People in ancient times went into nature to study how to become more one with the universe, she said.
“They observed a frog and tried to imitate it,” she said. “They saw a cobra, and they tried to become like it.”
Yoga has pagan origins from ancient times in the Far East, but she said that shouldn’t prevent people from trying it.
“I always invite people to observe, participate, see for yourself,” she said. “One of the real things yoga does is open us up. It’s a not a mindless advocate of one religion. It’s going to open the mind to question. And that scares some people.
“There is so much we can learn from the East. It’s only scary for a person who is stuck in their way of thinking.”
Schroeder said her original reason for bringing yoga to Tiffin was practical.
“When I came here (to St. Francis) and became the program director at the retreat center, I needed ideas,” she said. “I needed a skill to teach the public. I needed to bring in money for the center, so earning money was the primary motive.”
She remembered her yoga classes and began to teach simple sessions, although she had no formal training. She then took an online certification course and continued teaching.
From that beginning, she said yoga slowly branched into many areas of the community and several people teach classes now.
Today, she said, schools are adopting the practice to teach children to have a holistic sense about their bodies. She said it helps build and maintain strength and balance and maintains or increases bone density.
Prisons also are adopting yoga as a means of helping prisoners discover who they are on the inside.
In addition to her weekly class at the St. Francis Spirituality Center, Schroeder said she teaches men’s and women’s classes at CROSSWAEH rehabilitation center and the county juvenile detention center.
“I wish I could teach at the jail, too,” she said. “One of the best things yoga does is build up your self-esteem.”
Doctors are embracing yoga, she said.
“It is frequent now where students say their doctor told them to come to me,” she said. “Doctors are recommending it more and more.”
Marschke said yoga is good for anyone of any age, shape, size or skill level.
“I’ve heard people say they can’t do yoga because they aren’t flexible,” he said. “Most people start their yoga practice because they aren’t flexible.”
Classes are open to anyone who wants to walk in, except a few designated classes where people must register.

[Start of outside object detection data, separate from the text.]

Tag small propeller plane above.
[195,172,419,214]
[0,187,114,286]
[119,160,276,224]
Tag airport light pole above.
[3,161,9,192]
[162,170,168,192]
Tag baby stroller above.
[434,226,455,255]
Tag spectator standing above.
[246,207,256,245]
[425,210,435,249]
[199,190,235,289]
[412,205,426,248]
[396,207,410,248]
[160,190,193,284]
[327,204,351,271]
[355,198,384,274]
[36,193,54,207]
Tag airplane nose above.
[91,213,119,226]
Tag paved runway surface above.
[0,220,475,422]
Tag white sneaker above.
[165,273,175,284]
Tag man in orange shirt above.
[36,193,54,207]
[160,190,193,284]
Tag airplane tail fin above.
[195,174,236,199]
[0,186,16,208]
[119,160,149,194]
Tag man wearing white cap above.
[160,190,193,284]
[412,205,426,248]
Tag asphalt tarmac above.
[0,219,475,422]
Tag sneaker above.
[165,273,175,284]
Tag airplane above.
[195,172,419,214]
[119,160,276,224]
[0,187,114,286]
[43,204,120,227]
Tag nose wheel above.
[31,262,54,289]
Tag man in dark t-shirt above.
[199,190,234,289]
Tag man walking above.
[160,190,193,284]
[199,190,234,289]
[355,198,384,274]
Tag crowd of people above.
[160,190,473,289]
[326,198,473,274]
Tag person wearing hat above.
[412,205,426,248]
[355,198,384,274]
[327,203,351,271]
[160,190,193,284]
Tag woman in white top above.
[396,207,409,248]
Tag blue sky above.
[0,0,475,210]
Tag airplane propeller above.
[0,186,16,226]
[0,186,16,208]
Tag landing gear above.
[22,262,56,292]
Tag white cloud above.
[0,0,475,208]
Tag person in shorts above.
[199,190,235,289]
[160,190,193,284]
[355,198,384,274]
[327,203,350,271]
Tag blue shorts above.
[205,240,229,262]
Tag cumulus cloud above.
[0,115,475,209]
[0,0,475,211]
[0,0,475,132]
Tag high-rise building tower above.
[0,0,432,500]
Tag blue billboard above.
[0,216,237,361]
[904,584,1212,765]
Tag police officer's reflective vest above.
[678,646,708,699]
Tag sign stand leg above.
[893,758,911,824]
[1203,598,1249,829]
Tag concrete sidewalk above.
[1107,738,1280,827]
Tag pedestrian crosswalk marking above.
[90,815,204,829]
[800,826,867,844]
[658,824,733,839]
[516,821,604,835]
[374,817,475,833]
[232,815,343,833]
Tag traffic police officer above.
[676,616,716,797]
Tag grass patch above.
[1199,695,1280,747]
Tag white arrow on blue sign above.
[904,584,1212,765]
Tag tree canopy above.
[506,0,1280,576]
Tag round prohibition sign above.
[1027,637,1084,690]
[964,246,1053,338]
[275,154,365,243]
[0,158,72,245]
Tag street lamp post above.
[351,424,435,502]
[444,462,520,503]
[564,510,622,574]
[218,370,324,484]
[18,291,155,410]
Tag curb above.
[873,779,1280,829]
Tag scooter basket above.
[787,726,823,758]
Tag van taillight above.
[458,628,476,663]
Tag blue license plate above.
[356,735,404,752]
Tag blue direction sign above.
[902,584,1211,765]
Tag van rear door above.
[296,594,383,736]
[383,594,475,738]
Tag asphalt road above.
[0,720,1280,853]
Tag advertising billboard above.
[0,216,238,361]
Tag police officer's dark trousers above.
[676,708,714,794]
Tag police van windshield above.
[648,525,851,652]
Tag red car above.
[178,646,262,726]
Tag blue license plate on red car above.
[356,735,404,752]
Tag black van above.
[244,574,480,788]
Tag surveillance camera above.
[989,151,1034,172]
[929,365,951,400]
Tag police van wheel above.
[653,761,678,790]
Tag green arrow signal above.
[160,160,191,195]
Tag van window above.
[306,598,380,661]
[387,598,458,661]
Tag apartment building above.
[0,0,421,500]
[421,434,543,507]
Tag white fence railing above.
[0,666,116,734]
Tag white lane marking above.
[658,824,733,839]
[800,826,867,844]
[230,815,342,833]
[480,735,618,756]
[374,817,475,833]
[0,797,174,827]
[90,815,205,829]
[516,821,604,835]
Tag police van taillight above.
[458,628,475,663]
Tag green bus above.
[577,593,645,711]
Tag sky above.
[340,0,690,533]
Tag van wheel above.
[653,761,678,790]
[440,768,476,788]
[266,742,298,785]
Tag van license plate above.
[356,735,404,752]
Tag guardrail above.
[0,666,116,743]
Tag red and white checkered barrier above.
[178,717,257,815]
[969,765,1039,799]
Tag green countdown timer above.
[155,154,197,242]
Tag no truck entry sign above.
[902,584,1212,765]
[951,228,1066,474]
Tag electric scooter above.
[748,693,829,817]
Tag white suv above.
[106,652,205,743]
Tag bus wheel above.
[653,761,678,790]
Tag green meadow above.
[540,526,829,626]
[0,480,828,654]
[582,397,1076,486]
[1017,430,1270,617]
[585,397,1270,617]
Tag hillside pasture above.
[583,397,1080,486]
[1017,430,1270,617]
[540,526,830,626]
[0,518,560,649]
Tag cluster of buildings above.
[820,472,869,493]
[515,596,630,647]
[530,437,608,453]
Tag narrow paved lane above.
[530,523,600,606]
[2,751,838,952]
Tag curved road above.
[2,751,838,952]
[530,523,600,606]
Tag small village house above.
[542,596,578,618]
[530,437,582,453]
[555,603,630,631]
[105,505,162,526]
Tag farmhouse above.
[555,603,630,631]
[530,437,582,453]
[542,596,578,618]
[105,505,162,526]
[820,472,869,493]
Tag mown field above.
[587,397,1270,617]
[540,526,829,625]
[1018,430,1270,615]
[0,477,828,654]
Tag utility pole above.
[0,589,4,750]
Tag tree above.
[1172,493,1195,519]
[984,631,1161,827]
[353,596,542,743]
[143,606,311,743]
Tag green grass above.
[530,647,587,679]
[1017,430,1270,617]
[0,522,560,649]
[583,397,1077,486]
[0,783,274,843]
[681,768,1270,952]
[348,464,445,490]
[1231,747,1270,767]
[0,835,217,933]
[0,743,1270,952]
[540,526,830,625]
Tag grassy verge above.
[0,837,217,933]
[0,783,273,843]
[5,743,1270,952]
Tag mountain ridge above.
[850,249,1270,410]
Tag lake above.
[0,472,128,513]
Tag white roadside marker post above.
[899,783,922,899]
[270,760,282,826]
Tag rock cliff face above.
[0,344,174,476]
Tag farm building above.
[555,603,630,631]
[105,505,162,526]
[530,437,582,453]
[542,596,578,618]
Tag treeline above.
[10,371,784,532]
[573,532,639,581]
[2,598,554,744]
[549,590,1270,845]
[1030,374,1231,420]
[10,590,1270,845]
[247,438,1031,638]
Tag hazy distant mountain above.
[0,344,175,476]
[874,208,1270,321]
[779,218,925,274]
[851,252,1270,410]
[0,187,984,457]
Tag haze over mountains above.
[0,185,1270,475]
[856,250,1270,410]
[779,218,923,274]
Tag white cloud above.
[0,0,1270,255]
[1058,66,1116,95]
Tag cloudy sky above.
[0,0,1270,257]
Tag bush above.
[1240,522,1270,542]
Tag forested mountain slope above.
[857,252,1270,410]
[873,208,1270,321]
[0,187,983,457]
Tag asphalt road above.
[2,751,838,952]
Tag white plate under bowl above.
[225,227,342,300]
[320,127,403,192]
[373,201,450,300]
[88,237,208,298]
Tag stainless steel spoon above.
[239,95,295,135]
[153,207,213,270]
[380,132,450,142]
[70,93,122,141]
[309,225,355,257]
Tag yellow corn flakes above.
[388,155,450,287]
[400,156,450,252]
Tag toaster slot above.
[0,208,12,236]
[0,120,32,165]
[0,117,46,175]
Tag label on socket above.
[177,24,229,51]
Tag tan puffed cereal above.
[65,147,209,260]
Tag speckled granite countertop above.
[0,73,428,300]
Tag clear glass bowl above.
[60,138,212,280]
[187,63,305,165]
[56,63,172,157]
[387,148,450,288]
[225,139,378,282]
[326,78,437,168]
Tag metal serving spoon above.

Gem also offers one-on-one lessons for people who want the basics first.
Marschke offers yoga therapy, which is more of an indepth session designed to meet the specific needs of a person.
The fee is $10 per class, or 10 classes within a 90-day time frame for $80. Students with valid college identification cards are $5 per class.
Marschke encouraged people to try other yoga teachers in addition to Gem. She can offer suggestions.
“It’s like choosing a doctor,” she said. “You have to find somebody you really resonate with.”